新型コロナウィルスの対応が、各国で割れており、国際政治の問題になっている。震源地の中国は、権威主義国家特有の封じ込め政策で、感染者の封じ込めを図っている。韓国は広範な検査体制の導入で感染者の封じ込めを図ろうとしている。欧米諸国は、ここ12週間の感染者の広がりに動揺し、急激に渡航禁止措置や飲食店の営業禁止などの措置を導入した。

 密かに注目すべきなのが、日本だ。上記のパターンのどれにも属さないようなやり方で対応し、決して華々しくないが、しかし最悪ではない状況を維持している。

 私に言わせれば、日本のやり方は、公衆衛生の環境の高さと、市民の意識喚起に期待するアプローチだ。ウィルスの蔓延を抜本的に抑え込むまでには至っていないが、蔓延を鈍化させる抑え込みには持ち込んでいる。

 はっきり言って、日本のアプローチは、地味すぎて、全く注目されていない。だが、もう少し研究されてもいいのではないか。

 たとえばイギリス政府の政策に影響を与えたとされて注目されているインペリアル・カレッジのレポートがある。このレポートの結論は、比較的常識的で、概要をまとめれば、Suppression(封じ込め)は持続性がないが短期的には不可避で、したがってMitigation(緩和)は欠陥があるが長期的には不可避だ、というものである。https://www.imperial.ac.uk/media/imperial-college/medicine/sph/ide/gida-fellowships/Imperial-College-COVID19-NPI-modelling-16-03-2020.pdf (ちなみに、インペリアル・カレッジはロンドン大学構成カレッジの理科系の最高峰でケンブリッジ・オックスフォードに比肩する地位を持つ。ただし大英帝国の政策にも結びついてイギリスの感染症研究の結晶として世界的に知られているのは、The London School of Hygiene & Tropical Medicine LSHTM]だが、LSHTMは今は臨床研究に忙殺されている様子に見える。)

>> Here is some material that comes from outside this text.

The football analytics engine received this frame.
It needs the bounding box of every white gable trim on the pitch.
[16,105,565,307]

 私は科学的議論の細分に加わるつもりはないが、インペリアル・レポートの顕著な特徴に気づかないわけではない。同レポートは、「非医学的介入(non-pharmaceutical interventions)の形態として、social distancing(社会的距離)、case isolation(個別症例孤立化)、household quarantine(自宅検疫)、closing schools and universities(学校の閉鎖)をあげている。

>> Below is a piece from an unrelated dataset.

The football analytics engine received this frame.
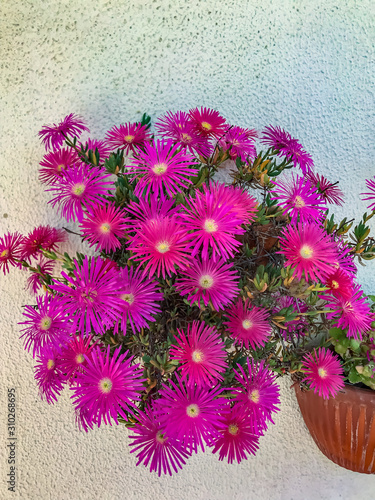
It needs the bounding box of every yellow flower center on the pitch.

 気づくべきなのは、公衆衛生の向上が、介入政策の形態として、欠落していることだ。結果として、一人一人の住民が、どれくらいの自助努力を払うか、といった点は、議論において度外視されてしまっている。

 だが、どれくらいの人々が、マスクを着用し続け、手洗いを欠かさず、濃厚接触を避けているか、といった要素は、本当に社会政策の方向性に全く影響を与えない要素だろうか。それは単に計算が難しい変動的要素であるだけで、実際にはその動向によって結果が左右される大きな要素なのではないだろうか。

 これまでの日本のコロナ対策は比較的地味だが、破綻していない。私は、その背景に、各鉄道駅にトイレがあるなどの公衆衛生環境の高さに加えて、国民一人一人の努力があるのではないか、と考えている。

 もしこの仮説が正しければ、日本政府はそのことを強調して、国民を称賛して世界に誇って、さらなる努力を鼓舞するべきである。安倍首相がWHO事務局長に褒められて皆で満足する、ということだけでいいはずがない。

 そして、今後の日本政府の政策的取り組みも、国民一人一人の自助努力を促す要素、つまりマスク・消毒用品・防菌用品の安定供給・特別供与等及び公衆衛生環境の向上を強調すべきものになるはずである。

 日本のアプローチは天才的な政策立案者の発想によるものではない。むしろ対応策をとらなければいけないという要請と、経済的に冒険主義的なことはしたくないという要請の間で、政府はどっちつかずの曖昧な態度をとっているだけにすぎない。

ところが私見では、そこに予想外にも、特有の衛生インフラと国民意識が、ポジティブな要素として、働いている。

いずれにせよ、過去12か月の日本の状況についての客観的な分析がなくては、次のステップとしての妥当な政策の見極めもあり得ない。